Review Articles

Log-rank and stratified log-rank tests

Ting Ye ,

Department of Biostatistics, University of Washington, Seattle, WA, USA

Jun Shao ,

School of Statistics, East China Normal University, Shanghai, People's Republic of China; Department of Statistics, University of Wisconsin, Madison, WI, USA

jshao@wisc.edu

Yanyao Yi

Global Statistical Sciences, Eli Lilly and Company, Indianapolis, IN, USA

Pages | Received 03 Feb. 2023, Accepted 20 Sep. 2023, Published online: 05 Oct. 2023,
  • Abstract
  • Full Article
  • References
  • Citations

In randomized clinical trials with right-censored time-to-event outcomes, the popular log-rank test without adjusting for baseline covariates is asymptotically valid for treatment effect under simple randomization of treatments but is too conservative under covariate-adaptive randomization. The stratified log-rank test, which adjusts baseline covariates in the test procedure by stratification, is asymptotically valid regardless of what treatment randomization is applied. In the literature, however, under simple randomization there is no affirmative conclusion about whether the stratified log-rank test is asymptotically more powerful than the unstratified log-rank test.

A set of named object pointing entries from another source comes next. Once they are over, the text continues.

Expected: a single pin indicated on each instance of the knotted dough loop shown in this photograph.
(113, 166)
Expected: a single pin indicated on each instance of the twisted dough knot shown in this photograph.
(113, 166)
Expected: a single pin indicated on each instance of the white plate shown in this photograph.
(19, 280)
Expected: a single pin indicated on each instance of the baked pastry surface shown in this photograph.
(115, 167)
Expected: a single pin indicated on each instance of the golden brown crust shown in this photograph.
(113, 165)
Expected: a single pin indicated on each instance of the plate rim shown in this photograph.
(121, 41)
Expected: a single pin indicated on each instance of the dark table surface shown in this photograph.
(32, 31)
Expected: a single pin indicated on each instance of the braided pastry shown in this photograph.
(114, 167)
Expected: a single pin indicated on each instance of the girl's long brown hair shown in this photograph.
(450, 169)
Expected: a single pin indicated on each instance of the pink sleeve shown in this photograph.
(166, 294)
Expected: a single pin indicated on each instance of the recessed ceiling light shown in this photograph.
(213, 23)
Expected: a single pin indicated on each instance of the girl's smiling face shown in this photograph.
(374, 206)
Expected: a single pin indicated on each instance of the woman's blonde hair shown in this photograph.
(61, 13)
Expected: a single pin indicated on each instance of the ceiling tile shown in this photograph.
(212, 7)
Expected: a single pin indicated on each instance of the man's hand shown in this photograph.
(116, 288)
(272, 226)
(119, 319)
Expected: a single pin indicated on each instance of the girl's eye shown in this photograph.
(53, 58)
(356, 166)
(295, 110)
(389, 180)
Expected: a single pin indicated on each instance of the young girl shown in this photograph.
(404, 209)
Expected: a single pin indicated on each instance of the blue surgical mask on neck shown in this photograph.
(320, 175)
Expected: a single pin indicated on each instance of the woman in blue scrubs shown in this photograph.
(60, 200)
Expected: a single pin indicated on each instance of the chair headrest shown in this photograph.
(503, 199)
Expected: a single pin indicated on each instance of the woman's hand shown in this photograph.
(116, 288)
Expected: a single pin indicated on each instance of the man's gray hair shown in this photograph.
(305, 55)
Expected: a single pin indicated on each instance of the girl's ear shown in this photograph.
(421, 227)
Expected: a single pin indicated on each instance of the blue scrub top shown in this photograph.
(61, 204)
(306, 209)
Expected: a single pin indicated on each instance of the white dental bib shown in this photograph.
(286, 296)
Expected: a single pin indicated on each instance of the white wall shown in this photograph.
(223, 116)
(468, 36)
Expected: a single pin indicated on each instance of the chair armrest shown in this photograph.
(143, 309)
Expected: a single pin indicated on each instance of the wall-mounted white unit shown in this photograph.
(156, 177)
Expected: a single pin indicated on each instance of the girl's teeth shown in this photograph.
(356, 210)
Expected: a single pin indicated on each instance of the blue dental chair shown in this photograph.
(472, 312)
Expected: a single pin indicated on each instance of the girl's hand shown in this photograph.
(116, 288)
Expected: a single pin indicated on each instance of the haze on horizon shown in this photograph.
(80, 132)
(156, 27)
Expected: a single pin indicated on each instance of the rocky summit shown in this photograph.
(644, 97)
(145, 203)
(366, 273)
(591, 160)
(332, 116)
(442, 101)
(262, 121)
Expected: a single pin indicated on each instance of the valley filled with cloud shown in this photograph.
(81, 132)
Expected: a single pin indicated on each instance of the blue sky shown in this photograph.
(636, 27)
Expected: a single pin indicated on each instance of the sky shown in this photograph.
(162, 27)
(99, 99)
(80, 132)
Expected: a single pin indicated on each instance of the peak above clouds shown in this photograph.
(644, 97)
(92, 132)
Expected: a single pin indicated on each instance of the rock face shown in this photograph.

In this article we show when the stratified and unstratified log-rank tests aim for the same null hypothesis and that, under simple randomization, the stratified log-rank test is asymptotically more powerful than the unstratified log-rank test in the region of alternative hypothesis that is specified by a Cox proportional hazards model. We also provide some discussion about why we do not have an affirmative conclusion in general.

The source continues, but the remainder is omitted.